7. Par requête du 7 mars 2018, M. [S] [Q] a demandé à la chambre de l'instruction de prendre acte de la décision du Tribunal supérieur de justice (Superior Tribunal de Justiça) du 12 mai 2020 ayant annulé l'ensemble des actes réalisés au Brésil en exécution de la commission rogatoire internationale du 10 mars 2017 et de ses compléments adressés les 10 mai, 9 juin et 13 juin 2017 par les autorités françaises, de retirer du dossier l'ensemble des procès-verbaux relatifs aux actes accomplis au Brésil dans le cadre de la commission rogatoire internationale, de prononcer l'annulation de tous les actes intervenus ultérieurement qui en découlent et d'ordonner la restitution du cautionnement d'un montant de 6 000 000 euros remis par lui en raison de la mesure de contrôle judiciaire ainsi que des objets saisis au cours des perquisitions effectuées au Brésil.
Examen des moyens
Sur le moyen unique proposé par le procureur général près la cour d'appel de Paris
Enoncé du moyen
8. Le moyen est pris de la violation des articles 694, 380-4, 569, 591 et 593 du code de procédure pénale et des articles 1 à 3 de la convention d'entraide judiciaire en matière pénale entre le gouvernement de la République française et le gouvernement de la République fédérative du Brésil signée le 28 mai 1996 et applicable au 1er avril 2000.

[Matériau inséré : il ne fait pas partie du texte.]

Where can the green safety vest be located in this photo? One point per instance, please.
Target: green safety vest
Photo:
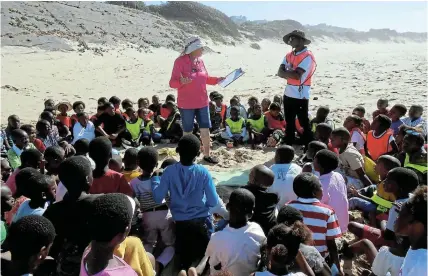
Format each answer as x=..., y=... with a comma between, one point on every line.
x=148, y=126
x=383, y=205
x=259, y=124
x=421, y=168
x=134, y=128
x=235, y=127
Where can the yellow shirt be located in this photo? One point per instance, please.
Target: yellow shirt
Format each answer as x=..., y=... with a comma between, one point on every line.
x=129, y=175
x=132, y=251
x=381, y=192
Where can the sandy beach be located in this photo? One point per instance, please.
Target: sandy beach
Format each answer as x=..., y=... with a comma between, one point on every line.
x=348, y=74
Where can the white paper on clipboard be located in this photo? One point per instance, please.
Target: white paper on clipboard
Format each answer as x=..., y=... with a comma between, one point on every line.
x=234, y=75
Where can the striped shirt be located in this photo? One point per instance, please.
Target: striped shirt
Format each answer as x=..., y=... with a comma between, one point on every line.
x=320, y=219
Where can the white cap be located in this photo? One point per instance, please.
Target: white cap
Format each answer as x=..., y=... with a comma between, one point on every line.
x=192, y=44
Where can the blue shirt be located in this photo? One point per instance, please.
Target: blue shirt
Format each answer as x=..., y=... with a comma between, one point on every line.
x=191, y=189
x=395, y=126
x=26, y=210
x=292, y=91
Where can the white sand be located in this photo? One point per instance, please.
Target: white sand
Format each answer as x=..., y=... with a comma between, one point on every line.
x=347, y=75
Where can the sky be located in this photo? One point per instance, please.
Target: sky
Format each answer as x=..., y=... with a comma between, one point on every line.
x=362, y=15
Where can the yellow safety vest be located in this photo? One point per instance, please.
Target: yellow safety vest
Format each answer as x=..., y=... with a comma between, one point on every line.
x=148, y=126
x=235, y=127
x=173, y=118
x=421, y=168
x=383, y=205
x=134, y=128
x=259, y=124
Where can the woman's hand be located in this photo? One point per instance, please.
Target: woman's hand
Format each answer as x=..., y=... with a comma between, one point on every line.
x=184, y=80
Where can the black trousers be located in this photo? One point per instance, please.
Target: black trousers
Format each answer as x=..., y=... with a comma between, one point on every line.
x=296, y=107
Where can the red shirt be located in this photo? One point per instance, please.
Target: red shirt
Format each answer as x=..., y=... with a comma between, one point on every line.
x=111, y=182
x=194, y=94
x=330, y=148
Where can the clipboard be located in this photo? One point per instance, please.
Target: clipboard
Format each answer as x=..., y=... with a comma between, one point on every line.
x=233, y=76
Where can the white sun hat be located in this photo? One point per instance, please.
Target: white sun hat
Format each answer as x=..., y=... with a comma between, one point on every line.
x=192, y=44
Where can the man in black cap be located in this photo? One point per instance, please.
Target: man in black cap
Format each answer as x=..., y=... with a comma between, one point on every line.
x=297, y=68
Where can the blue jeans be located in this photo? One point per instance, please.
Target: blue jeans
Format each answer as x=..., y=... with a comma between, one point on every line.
x=361, y=204
x=188, y=118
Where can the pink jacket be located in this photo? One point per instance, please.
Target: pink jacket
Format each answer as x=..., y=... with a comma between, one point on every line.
x=192, y=95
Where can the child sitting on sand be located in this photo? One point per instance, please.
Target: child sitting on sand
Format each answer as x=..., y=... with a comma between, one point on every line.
x=352, y=162
x=285, y=171
x=171, y=126
x=257, y=127
x=78, y=107
x=412, y=223
x=216, y=119
x=400, y=182
x=236, y=130
x=133, y=128
x=396, y=112
x=192, y=193
x=130, y=161
x=333, y=186
x=63, y=108
x=353, y=124
x=414, y=156
x=325, y=229
x=225, y=247
x=20, y=144
x=321, y=117
x=157, y=221
x=276, y=124
x=361, y=112
x=313, y=148
x=252, y=101
x=382, y=108
x=260, y=180
x=126, y=103
x=322, y=133
x=381, y=139
x=241, y=110
x=164, y=111
x=115, y=101
x=415, y=119
x=220, y=108
x=373, y=200
x=149, y=134
x=30, y=240
x=265, y=105
x=109, y=225
x=154, y=107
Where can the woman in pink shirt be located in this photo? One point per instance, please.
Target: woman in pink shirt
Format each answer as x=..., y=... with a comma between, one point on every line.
x=190, y=78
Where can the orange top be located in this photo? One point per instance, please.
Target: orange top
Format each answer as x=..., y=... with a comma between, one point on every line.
x=379, y=146
x=65, y=120
x=357, y=129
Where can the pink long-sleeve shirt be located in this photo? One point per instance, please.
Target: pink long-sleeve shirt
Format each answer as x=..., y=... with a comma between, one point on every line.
x=192, y=95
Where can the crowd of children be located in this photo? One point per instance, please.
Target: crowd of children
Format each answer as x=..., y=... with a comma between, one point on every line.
x=70, y=205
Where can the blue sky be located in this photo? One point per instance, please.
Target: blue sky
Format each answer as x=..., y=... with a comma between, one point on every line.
x=400, y=16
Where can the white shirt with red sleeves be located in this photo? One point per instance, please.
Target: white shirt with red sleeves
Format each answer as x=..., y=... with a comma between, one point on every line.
x=320, y=219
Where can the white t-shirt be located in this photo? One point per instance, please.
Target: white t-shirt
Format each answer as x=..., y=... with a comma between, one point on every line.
x=283, y=183
x=237, y=250
x=392, y=216
x=415, y=263
x=357, y=140
x=80, y=132
x=386, y=262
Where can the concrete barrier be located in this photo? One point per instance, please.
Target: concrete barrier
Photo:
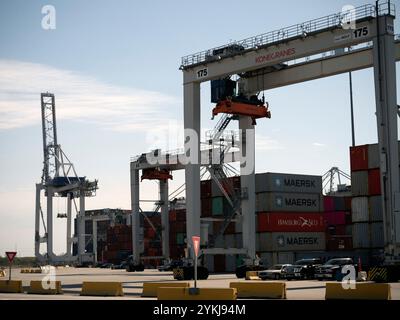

9. Sans contester que l'annulation, par une juridiction compétente de l'Etat requis, des actes d'exécution d'une commission rogatoire internationale prive ces actes de leur effet en France, Etat requérant, il critique l'arrêt en ce qu'il a déclaré la requête en annulation d'actes bien fondée et a ordonné le retrait de la procédure de diverses pièces et actes sur la base d'une décision rendue par une juridiction brésilienne annulant les actes d'exécution d'une commission rogatoire internationale, sans rechercher si cette décision présente, selon la législation de l'Etat requis, un caractère définitif ou exécutoire. Il critique l'arrêt en ce qu'il a déclaré la requête en annulation d'actes bien fondée et a ordonné le retrait de la procédure de diverses pièces et actes sur la base d'une décision rendue par une juridiction brésilienne annulant les actes d'exécution d'une commission rogatoire internationale, sans rechercher si cette décision présente, selon la législation de l'Etat requis, un caractère définitif ou exécutoire.
Réponse de la Cour
10. La Cour de cassation est en mesure de s'assurer que la décision du Tribunal supérieur de justice (Superior Tribunal de Justiça) du 12 mai 2020 ayant annulé l'ensemble des actes réalisés au Brésil en exécution de la commission rogatoire internationale du 10 mars 2017 et de ses compléments adressés les 10 mai, 9 juin et 13 juin 2017 par les autorités françaises, est définitive et exécutoire.
11. En conséquence, le moyen est devenu sans objet.
12. Par ailleurs, l'arrêt est régulier en la forme.
PAR CES MOTIFS, la Cour :
REJETTE le pourvoi ;
Ainsi fait et jugé par la Cour de cassation, chambre criminelle, et prononcé par le président le quinze septembre deux mille vingt et un.